Service IA, Business News

Par Nizar Bahloul

Arrêté mardi 2 décembre à son domicile, l’avocat et militant politique Ayachi Hammami, 66 ans, vient d’être emprisonné pour cinq ans dans l’affaire dite du « complot contre la sûreté de l’État ».

Une condamnation à la suite d’un procès politique où l’absurde l’a disputé au tragique.

La Tunisie voit aujourd’hui emprisonner l’un de ses défenseurs les plus constants, un homme dont la vie entière a été un rempart contre la dictature.

Ayachi Hammami n’est pas un opposant conjoncturel, ni un militant de dernière heure.

Il est de ceux qui ont traversé toutes les tempêtes autoritaires : Bourguiba, Ben Ali, la décennie post-révolution, et maintenant un régime qui criminalise l’engagement politique.

Né en 1959, l’avocat incarne quatre décennies de résistance civile, de combats pour les droits humains, de défense des prisonniers d’opinion, d’inlassables plaidoyers pour un État de droit qu’on lui refuse encore aujourd’hui.

En 2005, il avait transformé son propre cabinet en sanctuaire de liberté pour accueillir la grève de la faim du Collectif du 18-Octobre, menée aux côtés de figures comme Ahmed Néjib Chebbi (centre), Hamma Hammami (gauche), Samir Dilou (islamiste) et Lotfi Hajji (journaliste).

Plus d’un mois de jeûne politique, au cœur d’un régime policier qui écrasait toute dissidence.

C’était déjà lui, Ayachi, qui offrait l’espace, la protection, la légitimité morale.

C’était déjà lui, l’homme que Ben Ali n’a jamais réussi à briser.

Photo prise sous l’ère Ben Ali partagée par la journaliste Jihène Louati
Un procès politique déguisé en affaire sécuritaire

Le verdict prononcé la semaine dernière contre lui dans l’affaire dite du « complot contre la sûreté de l’État » défie l’entendement.

La justice lui reproche :

D’avoir participé à une « entente » politique formée par Khayem Turki, au même titre que de nombreux autres opposants.

D’avoir été convié, comme d’autres, à une réunion ordinaire avec une diplomate américaine — pratique banale dans n’importe quel pays normal.

D’avoir organisé la défense de députés poursuivis et contribué à élargir une coalition d’opposition.

Autrement dit : on lui reproche son métier d’avocat, son engagement de toujours et ses convictions démocratiques.

Comme pour beaucoup d’accusés dans ce dossier, la condamnation est intervenue au terme d’une procédure où les garanties les plus élémentaires de la défense ont été bafouées, avec des peines parfois prononcées sans véritable interrogatoire ni débat contradictoire.

Pour Ayachi, comme pour les autres, le droit n’a pas simplement été violé : il a été effacé.

Un symbole que rien n’a jamais pu faire plier

Depuis l’annonce du jugement puis son arrestation, une onde de choc a traversé la classe politique, les milieux juridiques et le monde militant.

Pour l’avocat Sami Ben Ghazi, Ayachi n’est pas seulement un militant, mais « un chapitre entier de la résistance civile ».

Pour la journaliste Amal Hedhili, l’arrestation d’Ayachi Hammami n’a rien d’un accident : c’est l’aboutissement logique d’un régime qui ne connaît plus de limites.
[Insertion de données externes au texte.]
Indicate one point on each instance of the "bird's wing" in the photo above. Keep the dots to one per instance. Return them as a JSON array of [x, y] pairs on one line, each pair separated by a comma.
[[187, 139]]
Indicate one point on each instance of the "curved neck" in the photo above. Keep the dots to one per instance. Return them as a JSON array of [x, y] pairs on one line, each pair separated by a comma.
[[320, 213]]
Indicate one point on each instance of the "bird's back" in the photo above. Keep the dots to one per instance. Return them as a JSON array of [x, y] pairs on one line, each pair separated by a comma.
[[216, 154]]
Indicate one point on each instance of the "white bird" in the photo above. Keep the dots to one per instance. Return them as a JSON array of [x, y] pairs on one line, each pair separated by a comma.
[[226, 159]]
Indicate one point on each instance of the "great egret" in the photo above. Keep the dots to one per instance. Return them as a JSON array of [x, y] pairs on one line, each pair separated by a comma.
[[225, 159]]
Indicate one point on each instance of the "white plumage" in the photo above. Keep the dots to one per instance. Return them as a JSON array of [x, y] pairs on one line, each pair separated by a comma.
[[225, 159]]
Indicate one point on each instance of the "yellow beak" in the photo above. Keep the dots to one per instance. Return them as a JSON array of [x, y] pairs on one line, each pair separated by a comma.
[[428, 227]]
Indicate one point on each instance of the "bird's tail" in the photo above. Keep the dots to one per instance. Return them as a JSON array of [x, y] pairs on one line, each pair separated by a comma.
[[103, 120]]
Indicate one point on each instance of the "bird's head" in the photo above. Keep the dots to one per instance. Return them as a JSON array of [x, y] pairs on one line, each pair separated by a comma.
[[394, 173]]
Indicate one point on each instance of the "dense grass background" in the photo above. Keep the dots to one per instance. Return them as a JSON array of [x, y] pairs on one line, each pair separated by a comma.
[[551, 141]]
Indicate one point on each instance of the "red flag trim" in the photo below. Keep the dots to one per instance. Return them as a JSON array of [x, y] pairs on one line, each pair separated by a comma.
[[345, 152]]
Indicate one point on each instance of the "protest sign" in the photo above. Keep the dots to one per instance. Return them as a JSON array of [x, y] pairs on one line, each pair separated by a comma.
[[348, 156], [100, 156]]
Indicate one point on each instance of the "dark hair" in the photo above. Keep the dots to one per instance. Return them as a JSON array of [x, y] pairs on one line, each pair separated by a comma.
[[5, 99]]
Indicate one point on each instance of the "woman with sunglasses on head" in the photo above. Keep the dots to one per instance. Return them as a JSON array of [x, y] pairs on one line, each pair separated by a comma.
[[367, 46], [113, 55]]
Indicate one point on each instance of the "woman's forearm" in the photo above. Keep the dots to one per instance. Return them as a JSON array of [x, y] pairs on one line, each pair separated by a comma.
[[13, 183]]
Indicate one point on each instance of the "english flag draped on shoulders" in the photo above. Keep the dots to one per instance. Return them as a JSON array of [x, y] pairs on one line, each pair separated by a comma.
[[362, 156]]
Elle rappelle que ni Ben Ali, ni les gouvernements de la décennie post-révolution — pourtant marquée par ses propres excès — n’avaient jamais osé emprisonner cet homme.

Elle établit un parallèle direct avec Ahmed Souab : deux figures dont l’intégrité fait consensus, et dont l’incarcération révèle moins leur faute que la faillite morale du pouvoir qui les frappe.
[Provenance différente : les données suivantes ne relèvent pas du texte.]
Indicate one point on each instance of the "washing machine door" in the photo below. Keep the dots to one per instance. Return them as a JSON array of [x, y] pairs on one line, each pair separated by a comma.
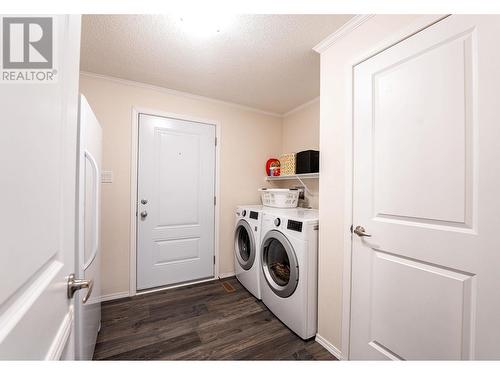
[[244, 245], [279, 264]]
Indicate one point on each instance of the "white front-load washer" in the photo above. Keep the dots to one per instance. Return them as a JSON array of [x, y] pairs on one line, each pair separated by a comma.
[[247, 247], [289, 271]]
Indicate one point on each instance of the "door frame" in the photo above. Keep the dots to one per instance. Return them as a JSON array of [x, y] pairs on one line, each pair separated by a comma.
[[415, 27], [136, 111]]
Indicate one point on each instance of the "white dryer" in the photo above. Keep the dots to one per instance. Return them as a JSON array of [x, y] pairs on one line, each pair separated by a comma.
[[247, 247], [289, 277]]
Selon elle, le régime s’acharne contre Ayachi non pas parce qu’il représenterait un danger réel, mais parce qu’il incarne tout ce qui lui échappe : la légitimité, la constance, la droiture, une présence enracinée dans la société civile.
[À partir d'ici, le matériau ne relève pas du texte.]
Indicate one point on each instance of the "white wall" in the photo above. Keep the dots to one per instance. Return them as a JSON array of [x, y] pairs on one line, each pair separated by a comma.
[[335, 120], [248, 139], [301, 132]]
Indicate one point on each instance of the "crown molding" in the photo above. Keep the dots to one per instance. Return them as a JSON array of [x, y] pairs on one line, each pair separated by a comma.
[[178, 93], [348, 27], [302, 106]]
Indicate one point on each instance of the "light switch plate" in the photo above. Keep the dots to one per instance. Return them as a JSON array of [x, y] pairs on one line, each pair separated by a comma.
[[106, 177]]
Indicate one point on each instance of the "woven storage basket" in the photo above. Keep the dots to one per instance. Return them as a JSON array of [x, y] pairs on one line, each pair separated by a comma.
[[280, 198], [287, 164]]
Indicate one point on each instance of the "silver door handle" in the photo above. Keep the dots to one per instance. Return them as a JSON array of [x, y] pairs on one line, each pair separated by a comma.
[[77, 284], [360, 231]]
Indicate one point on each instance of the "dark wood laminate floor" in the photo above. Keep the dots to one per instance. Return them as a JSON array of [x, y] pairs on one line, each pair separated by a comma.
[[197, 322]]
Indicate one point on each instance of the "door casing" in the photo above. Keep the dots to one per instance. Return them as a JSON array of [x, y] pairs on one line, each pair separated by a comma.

Et elle conclut avec une certitude : un homme libre reste libre, même en prison.

La militante Naziha Rjiba rappelle que Ayachi Hammami n’a jamais appartenu à une quelconque structure politique, avant qu’on ne l’accuse soudain d’intégrer « une organisation terroriste » selon les termes du jugement absurde.

L’activiste Ayoub Amara évoque le défenseur infatigable qui traversait le pays pour défendre tous les persécutés, même ceux qui l’insultaient.

Pour le politologue Tarak Kahlaoui, Ayachi est « une boussole morale », un homme dont la sérénité et l’humour restaient intacts malgré toutes les pressions.

Des militants de gauche, comme Wael Naouar, saluent son intégrité absolue et sa droiture rare.

Mongi Souab, frère d’Ahmed Souab, rappelle son refus d’être interrogé sans la présence de ses compagnons : une fidélité qui force le respect.

Et pour Ammar Amroussia, figure du Parti des Travailleurs, « toutes les prisons sont trop petites pour contenir sa stature ».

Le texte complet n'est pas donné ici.